Race as well as class marked the growing gap between foster care and adoption. During the postwar civil rights era, poor children of color, formerly denied many services, comprised more of the foster care caseload. Foster parents were somewhat better off economically than the children in their care, but they too were increasingly drawn from minority racial and ethnic communities. Foster parents were licensed and compensated by the state for the work they did, however meagerly, and had fewer legal protections than adoptive or birth parents. By definition, foster parents were not autonomous. They were expected to provide havens of safety and love for children at risk, but they were also responsible for keeping children in contact with relatives and agency workers. Adopters, on the other hand, were more affluent. They paid for the services they received, overwhelmingly preferred babies and young children whose racial identities matched their own, and were legally entitled to manage their families without supervision after court decrees were issued. Adoption spelled permanence, but the price of that permanence was the social obliteration of natal ties.

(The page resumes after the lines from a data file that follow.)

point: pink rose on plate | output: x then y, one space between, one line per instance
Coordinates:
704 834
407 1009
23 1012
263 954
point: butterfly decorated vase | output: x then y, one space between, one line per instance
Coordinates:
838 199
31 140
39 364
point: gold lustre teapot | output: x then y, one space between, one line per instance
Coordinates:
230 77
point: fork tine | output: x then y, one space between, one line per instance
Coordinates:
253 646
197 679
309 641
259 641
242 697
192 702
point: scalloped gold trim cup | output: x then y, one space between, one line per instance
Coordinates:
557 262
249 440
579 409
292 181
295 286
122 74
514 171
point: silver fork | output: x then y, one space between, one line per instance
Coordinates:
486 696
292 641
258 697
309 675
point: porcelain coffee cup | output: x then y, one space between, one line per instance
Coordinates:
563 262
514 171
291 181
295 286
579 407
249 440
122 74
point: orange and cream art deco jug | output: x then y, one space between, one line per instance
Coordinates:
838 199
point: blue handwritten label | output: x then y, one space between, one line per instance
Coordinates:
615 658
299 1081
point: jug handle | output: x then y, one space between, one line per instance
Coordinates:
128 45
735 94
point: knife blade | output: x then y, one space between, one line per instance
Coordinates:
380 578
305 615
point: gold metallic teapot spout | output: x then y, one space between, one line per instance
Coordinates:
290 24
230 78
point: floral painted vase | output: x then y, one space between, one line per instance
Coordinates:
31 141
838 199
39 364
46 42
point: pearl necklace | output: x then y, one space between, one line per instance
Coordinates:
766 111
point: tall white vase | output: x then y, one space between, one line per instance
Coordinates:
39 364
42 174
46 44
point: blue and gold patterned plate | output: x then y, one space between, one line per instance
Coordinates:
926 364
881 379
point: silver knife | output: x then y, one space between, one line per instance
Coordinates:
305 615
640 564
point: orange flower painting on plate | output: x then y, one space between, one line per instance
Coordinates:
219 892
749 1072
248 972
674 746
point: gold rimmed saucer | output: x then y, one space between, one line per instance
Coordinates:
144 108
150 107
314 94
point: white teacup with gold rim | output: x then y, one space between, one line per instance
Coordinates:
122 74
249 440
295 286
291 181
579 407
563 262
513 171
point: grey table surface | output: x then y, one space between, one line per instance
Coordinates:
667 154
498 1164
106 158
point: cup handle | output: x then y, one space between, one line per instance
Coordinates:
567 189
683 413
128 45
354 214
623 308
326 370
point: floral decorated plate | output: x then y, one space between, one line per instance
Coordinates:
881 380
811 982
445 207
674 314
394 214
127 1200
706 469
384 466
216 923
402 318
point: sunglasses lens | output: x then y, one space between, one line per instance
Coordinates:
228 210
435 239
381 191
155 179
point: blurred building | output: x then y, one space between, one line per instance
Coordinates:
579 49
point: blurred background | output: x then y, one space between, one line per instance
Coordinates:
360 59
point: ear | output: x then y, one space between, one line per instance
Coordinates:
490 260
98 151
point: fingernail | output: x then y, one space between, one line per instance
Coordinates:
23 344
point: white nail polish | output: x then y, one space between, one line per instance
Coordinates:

Children sometimes moved from foster care to adoption. Because termination of parental rights was a lengthy process, most of these were (and are) special needs adoptions. Foster children were invariably older and had complex loyalties to natal and foster kin. Their histories of separation and trauma were associated with behavioral and health problems. These characteristics made them undesirable to many would-be parents, and that made their adoptions difficult and expensive to arrange. After midcentury, agencies invested scarce time and money recruiting parents for hard-to-place children. By the 1960s, a few turned in frustration to controversial solutions like transracial adoptions.

Another approach, pioneered by New York state in 1965 and supported by the federal Adoption Assistance and Child Welfare Act of 1980, was to subsidize adoptions. Subsidies exposed the cruelty of market forces by offering economic incentives to adopt children for whom there was little or no demand. They challenged the assumption that permanent kinship required financial independence and acknowledged the high costs of raising children who needed ongoing medical and psychological help. If subsidies began to undercut the differences between foster care and adoption, a 1977 class action suit did just the opposite. In Smith v. OFFER, the U.S. Supreme Court decided that foster parents were not entitled to the same constitutional rights as other parents. Because states licensed, created, and paid them, foster families could not oppose children’s removal or expect to remain intact, as birth families could, no matter how long-lasting and deep the ties between foster parents and children.

For the past several decades, the foster care system has confronted substance abuse, AIDS, and other adult epidemics that trickle down to children. Even as more Americans seek healthy infants and toddlers through open adoptions, international adoptions, and new reproductive technologies, foster children drift from one placement to the next, and approximately 20,000 “age out” of the system each year. Their tragic plight has provoked soul-searching about “permanency planning,” hearings about barriers to adoption, and legislation, such as the Adoption and Safe Families Act of 1997, that commits new resources to adoption. “Kinship care,” which seeks to transform grandmothers, aunts, and other birth relatives into certified foster parents or legal guardians, is one recent response to the failures of foster care. Such policies reflect the enduring rhetoric of family preservation while acknowledging the insurmountable odds against secure belonging for too many American children.